Ahead of her installation in ‘At Home; a 21st Century Salon’ next month at Brighton Festival, Home Live Art invited Sarah Nicolls to tell us more about her piece Body Clock – what it is, where it came from and how the themes explored relate to her own life.  Here’s Sarah’s response:

My installation is a full-size grand piano tipped vertically and then set swinging from side to side, like an enormous piano metronome.

The piano is from 1900 and has beautiful gold bars inside it, which will set off reflections in the gold of the room’s mirror and chandelier.  I created it to play ‘inside’ the piano more easily – so the strings are totally available to the performer to pluck like a harp, as well as having piano keys as normal.  When I made it I hadn’t expected it to swing – this was a by-product of the frame design – and I realised it was a metaphor for having children: we can have an idea about something we’re creating but in fact, until something exists in the flesh we won’t fully know it (and of course children just keep on growing and changing).

In the show I mingle the birth of the piano with the birth of my son and also try to put the chaos of motherhood on the stage, literally changing imaginary nappies whilst playing the piano with the instrument turned fully onto its side.  After, I collapse against the keyboard balancing diagonally on the ground, playing whilst seemingly asleep.  The music is all my own and is on my album – available as a download and as a Limited Edition piano key with a USB-key embedded in it.

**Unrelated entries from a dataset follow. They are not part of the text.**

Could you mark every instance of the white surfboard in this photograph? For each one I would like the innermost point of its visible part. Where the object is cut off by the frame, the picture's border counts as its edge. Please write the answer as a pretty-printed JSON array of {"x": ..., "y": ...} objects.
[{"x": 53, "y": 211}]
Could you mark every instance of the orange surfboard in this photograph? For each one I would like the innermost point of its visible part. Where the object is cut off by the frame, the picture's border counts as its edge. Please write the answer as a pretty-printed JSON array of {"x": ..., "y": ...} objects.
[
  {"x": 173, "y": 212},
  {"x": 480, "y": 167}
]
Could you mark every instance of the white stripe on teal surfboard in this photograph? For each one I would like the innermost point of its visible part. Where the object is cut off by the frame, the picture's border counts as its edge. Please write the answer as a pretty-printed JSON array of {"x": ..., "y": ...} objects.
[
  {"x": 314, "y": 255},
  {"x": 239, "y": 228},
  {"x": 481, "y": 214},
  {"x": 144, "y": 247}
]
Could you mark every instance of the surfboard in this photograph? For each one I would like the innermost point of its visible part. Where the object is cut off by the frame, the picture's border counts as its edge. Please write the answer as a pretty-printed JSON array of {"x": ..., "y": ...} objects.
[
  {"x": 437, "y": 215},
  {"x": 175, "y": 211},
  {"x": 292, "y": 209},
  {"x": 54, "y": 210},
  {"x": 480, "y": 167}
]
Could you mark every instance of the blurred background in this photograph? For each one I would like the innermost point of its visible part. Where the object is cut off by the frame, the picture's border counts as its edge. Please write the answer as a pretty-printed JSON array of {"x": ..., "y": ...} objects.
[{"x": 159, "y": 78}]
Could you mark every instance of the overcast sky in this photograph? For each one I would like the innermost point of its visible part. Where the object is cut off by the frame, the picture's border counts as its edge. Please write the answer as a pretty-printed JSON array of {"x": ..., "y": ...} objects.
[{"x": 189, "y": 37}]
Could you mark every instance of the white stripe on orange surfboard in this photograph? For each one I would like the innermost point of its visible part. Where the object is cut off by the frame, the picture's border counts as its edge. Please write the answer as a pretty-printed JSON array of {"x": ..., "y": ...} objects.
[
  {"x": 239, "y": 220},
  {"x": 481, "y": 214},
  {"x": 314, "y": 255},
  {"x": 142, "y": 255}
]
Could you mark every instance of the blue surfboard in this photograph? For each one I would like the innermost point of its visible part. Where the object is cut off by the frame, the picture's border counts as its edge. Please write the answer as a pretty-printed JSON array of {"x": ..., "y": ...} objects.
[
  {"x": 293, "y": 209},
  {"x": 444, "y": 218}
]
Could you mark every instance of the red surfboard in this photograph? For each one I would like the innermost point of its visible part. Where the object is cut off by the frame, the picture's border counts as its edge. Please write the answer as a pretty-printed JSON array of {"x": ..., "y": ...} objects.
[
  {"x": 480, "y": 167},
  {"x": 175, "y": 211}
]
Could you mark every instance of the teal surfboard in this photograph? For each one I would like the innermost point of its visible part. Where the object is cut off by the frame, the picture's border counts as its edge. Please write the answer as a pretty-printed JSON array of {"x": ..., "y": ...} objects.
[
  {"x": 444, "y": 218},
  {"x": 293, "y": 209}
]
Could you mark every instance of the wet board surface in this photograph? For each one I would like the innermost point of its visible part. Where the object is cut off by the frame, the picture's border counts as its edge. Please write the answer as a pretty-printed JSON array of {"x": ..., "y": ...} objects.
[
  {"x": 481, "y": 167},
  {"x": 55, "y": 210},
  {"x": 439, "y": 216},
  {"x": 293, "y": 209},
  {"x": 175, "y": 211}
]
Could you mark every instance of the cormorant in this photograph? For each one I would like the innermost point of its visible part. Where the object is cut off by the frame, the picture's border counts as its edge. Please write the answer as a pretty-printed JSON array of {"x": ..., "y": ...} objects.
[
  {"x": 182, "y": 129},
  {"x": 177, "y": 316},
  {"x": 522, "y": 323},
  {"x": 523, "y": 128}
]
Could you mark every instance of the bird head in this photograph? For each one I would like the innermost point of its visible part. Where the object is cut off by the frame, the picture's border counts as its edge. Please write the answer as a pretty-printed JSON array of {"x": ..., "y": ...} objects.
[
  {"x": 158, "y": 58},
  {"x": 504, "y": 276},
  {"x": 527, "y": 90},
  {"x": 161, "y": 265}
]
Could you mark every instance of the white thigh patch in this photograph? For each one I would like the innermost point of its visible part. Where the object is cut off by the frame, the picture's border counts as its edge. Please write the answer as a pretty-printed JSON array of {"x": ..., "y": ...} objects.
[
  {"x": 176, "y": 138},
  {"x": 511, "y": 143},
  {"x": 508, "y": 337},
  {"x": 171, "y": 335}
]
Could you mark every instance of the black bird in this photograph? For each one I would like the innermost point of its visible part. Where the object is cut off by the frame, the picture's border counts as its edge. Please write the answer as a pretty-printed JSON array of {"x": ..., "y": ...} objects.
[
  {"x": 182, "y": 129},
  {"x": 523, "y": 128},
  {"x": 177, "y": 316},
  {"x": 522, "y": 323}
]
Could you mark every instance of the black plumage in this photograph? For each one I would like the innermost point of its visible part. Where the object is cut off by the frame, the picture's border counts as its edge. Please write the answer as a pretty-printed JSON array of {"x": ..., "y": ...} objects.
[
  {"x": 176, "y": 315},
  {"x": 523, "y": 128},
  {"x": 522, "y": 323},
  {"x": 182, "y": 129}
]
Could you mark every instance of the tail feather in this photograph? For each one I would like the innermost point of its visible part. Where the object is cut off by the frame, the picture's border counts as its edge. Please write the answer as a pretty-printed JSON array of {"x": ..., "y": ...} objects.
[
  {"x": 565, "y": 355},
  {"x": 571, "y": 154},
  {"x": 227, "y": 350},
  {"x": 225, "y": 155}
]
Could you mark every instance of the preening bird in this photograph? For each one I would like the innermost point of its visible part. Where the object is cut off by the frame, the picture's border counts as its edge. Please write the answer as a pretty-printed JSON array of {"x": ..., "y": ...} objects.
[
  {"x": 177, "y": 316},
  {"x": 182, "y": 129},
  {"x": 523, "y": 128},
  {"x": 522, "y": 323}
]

I’ve been touring the show around the country and have been meeting parents and collecting birth stories, and through doing so, I’ve been continuously reminded where the idea originally came from for me.  When I was probably 37 and preparing for the leap into trying for a baby, I skimmed a lighthearted Guardian article by a single woman probably of the same age, saying that every time an eligible man approached her, they were probably put off by the fact that as soon as they got close they could just hear this very loud ticking.  I thought that was funny but I could also completely relate. I think I became a bit manic around that age and felt I needed to ‘get on with it’. I had never been a baby person, wasn’t madly broody in a ‘oh, they’re so cute’ sort of way.  Much more in a ‘oh man, I’m going to be 40 and apparently there’s a statistical danger there’ll be seriously ill if I don’t do it now!!’ sort of way.  There wasn’t a huge amount of contemplation relating to how it would actually be…

So, I related to this columnist – I could hear my own ticking.  I realised the piano on its own could be my body, my ticking, as well as the perpetual motion of motherhood, growth, life, pulsing, and that rocking that all mums do, even if they’re not holding a baby (I have rocked an empty pram a few times…).

Resident in the Regency Room throughout the Salon, my hope is that visitors can contemplate this relationship of our own internal rhythms and our changing external pressures, or perhaps more simply, just to take time to think about time.